The positional encoding generator 750 generates the positional encodings 756 based on the temporal positions 754, the Laplacian positional encodings 752, or a combination thereof. For example, the positional encoding generator 750 generates the positional encoding 756D based on the temporal position 754D, the Laplacian positional encoding 752D, or both. To illustrate, the positional encoding 756D can be a combination (e.g., a concatenation) of the temporal position 754D and the Laplacian positional encoding 752D. In a particular implementation, the positional encoding 756D corresponds to a weighted sum of an encoding of the temporal position 754D and the Laplacian positional encoding 752D according to: the positional encoding 756D=w1*encoding of the temporal position 754D+w2*Laplacian positional encoding 752D, where w1 and w2 are weights. Similarly, the positional encoding generator 750 generates the temporal position 754E based on the temporal position 754E, the Laplacian positional encoding 752E, or both. The positional encoding generator 750 provides the positional encodings 756 to the graph transformer 770.
The graph transformer 770 includes an input generator 772 coupled to one or more graph transformer layers 774. The input generator 772 is configured to generate node embeddings 782 of the nodes 322 of the audio scene graph 162. For example, the input generator 772 generates a node embedding 782D of the node 322D. In a particular aspect, the node embedding 782D is based on the audio segment 112D, the event tag 114D, an audio embedding 432 of the audio segment 112D, a text embedding 434 of the event tag 114D, the event representation 146D, or a combination thereof. Similarly, the input generator 772 generates a node embedding 782E of the node 322E.

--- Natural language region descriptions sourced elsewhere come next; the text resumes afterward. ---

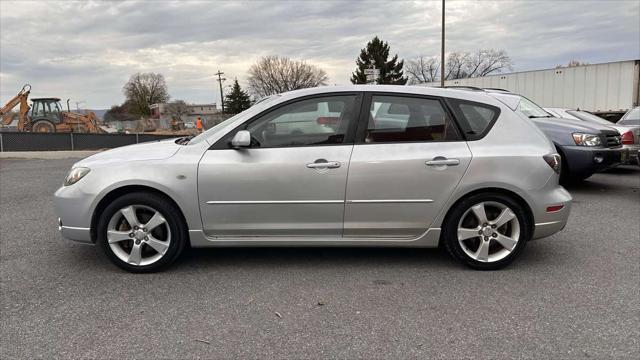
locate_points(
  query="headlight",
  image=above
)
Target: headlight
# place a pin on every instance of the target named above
(75, 175)
(586, 139)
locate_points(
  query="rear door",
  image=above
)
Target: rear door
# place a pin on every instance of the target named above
(408, 158)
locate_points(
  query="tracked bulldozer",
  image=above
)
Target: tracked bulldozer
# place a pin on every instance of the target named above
(46, 115)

The input generator 772 is also configured to generate edge embeddings 784 of the edges 324 of the audio scene graph 162. For example, the input generator 772 generates an edge embedding 784DE of the edge 324E from the node 322D to the node 322E. In a particular aspect, the edge embedding 784DE is based on any relation tag 624 associated with the edge 324E, an edge weight 526A associated with the edge 324E, or both. In an example in which the audio scene graph 162 includes an edge 324 from the node 322E to the node 322D, the input generator 772 generates an edge embedding 784ED of the edge 324.
In an example in which the audio scene graph 162 includes multiple edges from the node 322D to the node 322E corresponding to multiple relations, the edge embeddings 784 include multiple edge embeddings corresponding to the multiple edges. In an example in which the audio scene graph 162 includes multiple edges from the node 322E to the node 322D corresponding to multiple relations, the edge embeddings 784 include multiple edge embeddings corresponding to the multiple edges.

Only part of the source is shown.